M. le secrétaire d’État. – Si on avait retenu uniquement les chômeurs de longue durée, la mesure s’appliquerait à 2 500 ou 3 000 personnes. Mais il s’agit ici de tous les chômeurs, et 15 000 personnes environ seront concernées. Cela représente un bel effort budgétaire.

M. François Rochebloine. – Je m’associe pour une bonne part à ce qu’a dit M. Gremetz. Pour 1998, vous aviez prévu, M. le secrétaire d’État, 25 millions et 80 000 cartes supplémentaires. Avec la condition des 18 mois d’Algérie, il faut envisager 10 000 retraites du combattant supplémentaires. Par ailleurs, les 25 millions destinés à porter l’allocation différentielle à 5 600 F, c’est une bonne mesure – mais il faudrait préciser que les 160 trimestres sont diminués du temps passé en Algérie. Cependant, si je rapporte ces 25 millions aux 1 100 F supplémentaires de l’allocation, j’arrive à 1 700 personnes environ. (Exclamations sur les bancs du groupe socialiste.) Je souhaite me tromper.

Enfin, où sont passés, les 7 millions qui étaient prévus pour la mémoire ? Et les 3 millions de l’action sociale de l’ONAC ?
En réalité, vous avez procédé à un habillage. (Applaudissements sur les bancs du groupe UDF.)

Mme Véronique Neiertz. – C’est incroyable !

M. le secrétaire d’État. – Mardi, lors d’une rencontre avec la presse, j’ai mentionné ce chiffre de 25 millions : un journaliste m’a dit que je n’aurais pas besoin de tant d’argent, car il fallait tenir compte de l’âge : seuls 5 % des 80 000 nouveaux titulaires de la carte pourraient prétendre à la retraite en 1998, soit environ 4 000 personnes – ce qui nous conduit à 10 millions.

De toute façon, je prends l’engagement que tous les ayants droit verront leurs droits honorés. Il en sera de même pour l’allocation différentielle. (Applaudissements sur les bancs du groupe socialiste.)

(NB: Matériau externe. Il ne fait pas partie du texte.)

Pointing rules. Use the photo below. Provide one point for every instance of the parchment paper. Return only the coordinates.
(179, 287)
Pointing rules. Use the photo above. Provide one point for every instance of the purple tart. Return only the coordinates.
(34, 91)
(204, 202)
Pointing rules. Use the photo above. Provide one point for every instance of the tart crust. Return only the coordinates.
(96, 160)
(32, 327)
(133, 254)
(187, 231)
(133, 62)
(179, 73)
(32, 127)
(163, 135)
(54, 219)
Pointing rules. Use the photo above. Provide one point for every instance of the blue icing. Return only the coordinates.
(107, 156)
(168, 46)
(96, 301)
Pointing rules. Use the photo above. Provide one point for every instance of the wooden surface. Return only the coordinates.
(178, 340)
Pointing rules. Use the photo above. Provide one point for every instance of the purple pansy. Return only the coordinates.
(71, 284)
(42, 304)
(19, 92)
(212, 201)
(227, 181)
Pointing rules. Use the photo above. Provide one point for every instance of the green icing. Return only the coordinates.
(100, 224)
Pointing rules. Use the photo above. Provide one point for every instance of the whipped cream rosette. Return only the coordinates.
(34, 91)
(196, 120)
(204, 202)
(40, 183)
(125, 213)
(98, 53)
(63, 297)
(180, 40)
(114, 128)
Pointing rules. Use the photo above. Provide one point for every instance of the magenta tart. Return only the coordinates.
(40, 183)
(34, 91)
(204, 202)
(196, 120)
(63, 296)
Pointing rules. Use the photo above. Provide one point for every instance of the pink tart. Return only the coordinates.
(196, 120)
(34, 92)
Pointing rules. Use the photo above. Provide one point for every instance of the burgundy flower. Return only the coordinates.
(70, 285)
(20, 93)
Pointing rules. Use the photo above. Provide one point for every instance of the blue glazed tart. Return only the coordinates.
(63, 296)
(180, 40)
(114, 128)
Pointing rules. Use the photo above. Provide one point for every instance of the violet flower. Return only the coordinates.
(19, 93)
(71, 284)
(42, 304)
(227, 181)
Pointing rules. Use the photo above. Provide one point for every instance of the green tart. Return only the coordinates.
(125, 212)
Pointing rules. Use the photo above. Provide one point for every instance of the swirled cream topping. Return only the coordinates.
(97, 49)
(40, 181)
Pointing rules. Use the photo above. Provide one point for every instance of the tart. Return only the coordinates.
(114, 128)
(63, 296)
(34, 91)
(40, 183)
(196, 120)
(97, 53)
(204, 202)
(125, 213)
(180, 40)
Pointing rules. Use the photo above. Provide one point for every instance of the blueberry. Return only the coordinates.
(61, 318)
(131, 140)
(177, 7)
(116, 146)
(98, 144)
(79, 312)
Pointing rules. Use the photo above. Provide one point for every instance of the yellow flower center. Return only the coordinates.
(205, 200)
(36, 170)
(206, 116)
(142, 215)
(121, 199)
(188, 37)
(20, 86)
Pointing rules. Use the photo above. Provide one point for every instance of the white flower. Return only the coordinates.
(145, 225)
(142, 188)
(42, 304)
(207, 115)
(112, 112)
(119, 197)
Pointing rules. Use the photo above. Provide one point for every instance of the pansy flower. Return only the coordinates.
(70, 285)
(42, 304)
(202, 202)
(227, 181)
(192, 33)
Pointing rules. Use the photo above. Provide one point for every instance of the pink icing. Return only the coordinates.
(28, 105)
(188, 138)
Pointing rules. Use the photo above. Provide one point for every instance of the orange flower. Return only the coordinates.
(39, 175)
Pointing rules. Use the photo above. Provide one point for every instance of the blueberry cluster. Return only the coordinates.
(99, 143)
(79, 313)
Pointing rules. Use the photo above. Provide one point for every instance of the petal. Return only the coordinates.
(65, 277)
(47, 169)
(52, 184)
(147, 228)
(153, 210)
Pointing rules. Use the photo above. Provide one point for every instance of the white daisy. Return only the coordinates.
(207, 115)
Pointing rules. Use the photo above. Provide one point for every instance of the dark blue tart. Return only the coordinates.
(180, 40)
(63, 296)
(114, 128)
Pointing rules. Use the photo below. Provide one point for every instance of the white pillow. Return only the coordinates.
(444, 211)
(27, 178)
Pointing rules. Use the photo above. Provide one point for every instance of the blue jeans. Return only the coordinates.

M. Roland Carraz. – Le Gouvernement a accepté le dialogue avec sa majorité plurielle, et nous ayant écoutés, il nous propose 40 millions de plus : allons-nous bouder notre plaisir ? Je suis sûr que le monde combattant appréciera ce geste. Certes, on pourrait faire encore mieux, mais c’est un premier pas. La discussion devra se poursuivre et je souhaite qu’à terme on arrive à l’objectif de la retraite anticipée. Mais les propositions faites aujourd’hui sont bonnes et je remercie M. le ministre de son esprit d’ouverture. Les députés RCV sauront en tirer les conclusions tout à l’heure. (Applaudissements sur les bancs du groupe socialiste et du groupe RCV.)

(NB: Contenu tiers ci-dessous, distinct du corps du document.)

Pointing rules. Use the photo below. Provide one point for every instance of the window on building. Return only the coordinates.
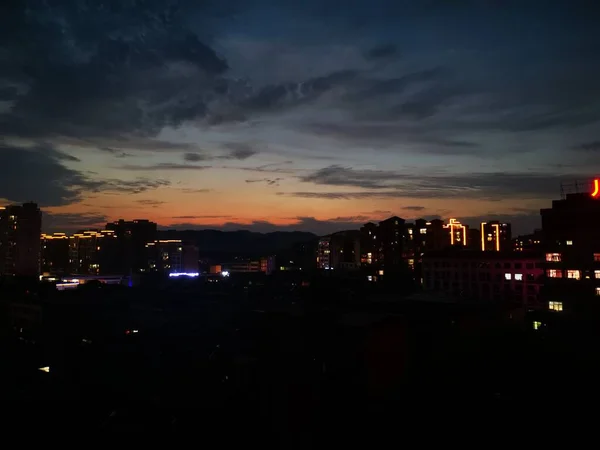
(555, 306)
(553, 273)
(575, 274)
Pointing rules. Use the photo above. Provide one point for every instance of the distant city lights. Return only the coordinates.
(184, 274)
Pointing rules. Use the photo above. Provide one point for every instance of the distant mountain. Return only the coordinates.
(239, 242)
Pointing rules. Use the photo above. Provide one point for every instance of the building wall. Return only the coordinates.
(485, 276)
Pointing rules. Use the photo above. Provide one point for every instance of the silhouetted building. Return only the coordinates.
(486, 276)
(132, 237)
(495, 236)
(20, 230)
(390, 236)
(55, 253)
(571, 229)
(369, 245)
(528, 242)
(324, 253)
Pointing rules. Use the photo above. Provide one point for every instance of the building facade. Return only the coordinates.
(20, 230)
(485, 276)
(571, 231)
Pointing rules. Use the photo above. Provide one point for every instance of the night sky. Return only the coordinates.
(312, 115)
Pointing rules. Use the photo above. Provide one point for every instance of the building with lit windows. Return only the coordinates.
(571, 230)
(458, 233)
(132, 237)
(20, 230)
(513, 278)
(390, 235)
(495, 236)
(55, 253)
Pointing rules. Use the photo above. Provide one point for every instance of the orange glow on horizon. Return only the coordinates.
(596, 188)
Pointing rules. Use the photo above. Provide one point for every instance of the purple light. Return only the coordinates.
(184, 274)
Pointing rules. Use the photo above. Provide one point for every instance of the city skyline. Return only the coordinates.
(263, 117)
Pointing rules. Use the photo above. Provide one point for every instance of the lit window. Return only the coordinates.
(555, 306)
(553, 273)
(575, 274)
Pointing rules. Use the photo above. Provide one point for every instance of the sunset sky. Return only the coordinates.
(312, 115)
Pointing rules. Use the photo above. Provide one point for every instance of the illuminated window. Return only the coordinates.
(575, 274)
(555, 306)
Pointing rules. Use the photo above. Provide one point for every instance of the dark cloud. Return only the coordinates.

M. Alain Néri. – Je me réjouis de ce qu’a dit le ministre. L’engagement relatif aux 5 600 F sera honoré – le président et le rapporteur général de la commission des finances ont d’ailleurs déclaré que la réserve parlementaire s’honorerait d’y contribuer. Je suis certain que les anciens combattants sont heureux de ces 5 600 F par mois.

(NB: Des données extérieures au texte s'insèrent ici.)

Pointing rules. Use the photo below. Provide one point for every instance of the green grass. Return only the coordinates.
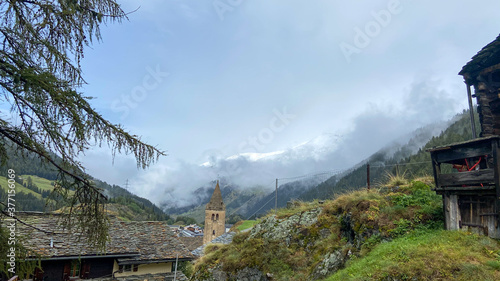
(247, 224)
(43, 184)
(429, 255)
(19, 188)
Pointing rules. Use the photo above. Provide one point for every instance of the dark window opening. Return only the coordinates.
(495, 77)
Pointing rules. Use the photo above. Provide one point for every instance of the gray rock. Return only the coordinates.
(330, 264)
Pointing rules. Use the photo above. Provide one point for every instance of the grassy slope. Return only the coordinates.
(430, 255)
(43, 184)
(19, 188)
(410, 217)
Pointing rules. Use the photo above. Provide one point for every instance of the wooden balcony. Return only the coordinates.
(470, 167)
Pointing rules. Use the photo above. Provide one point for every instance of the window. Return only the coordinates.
(125, 268)
(75, 268)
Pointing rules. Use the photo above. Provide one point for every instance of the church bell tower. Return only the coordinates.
(215, 217)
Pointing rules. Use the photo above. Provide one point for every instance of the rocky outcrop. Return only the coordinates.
(246, 274)
(275, 229)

M. Colombier. – L’UDF s’abstient sur l’amendement.

L’amendement 81, mis aux voix, est adopté.

L’état B, titre IV, mis aux voix, est adopté.

L’état C, titre V, mis aux voix, est adopté.

M. le Président. – L’article 62 est rattaché à ce budget.

L’article 62, mis aux voix, est adopté.

Après l’article 62

M. Jean-Paul Durieux. – L’amendement 76 concerne le plafond majorable de la rente mutualiste. Trop longtemps, celui-ci a évolué de façon erratique, et souvent injuste par rapport au droit à réparation que nous prétendons mettre en œuvre. La demande des associations portant sur 10 000 F. La formule proposée aujourd’hui par référence à la valeur du point des pensions militaires et d’invalidité revient à 7 490 F dans l’immédiat, avec une évolution plus favorable que celle de l’indice des prix hors tabac.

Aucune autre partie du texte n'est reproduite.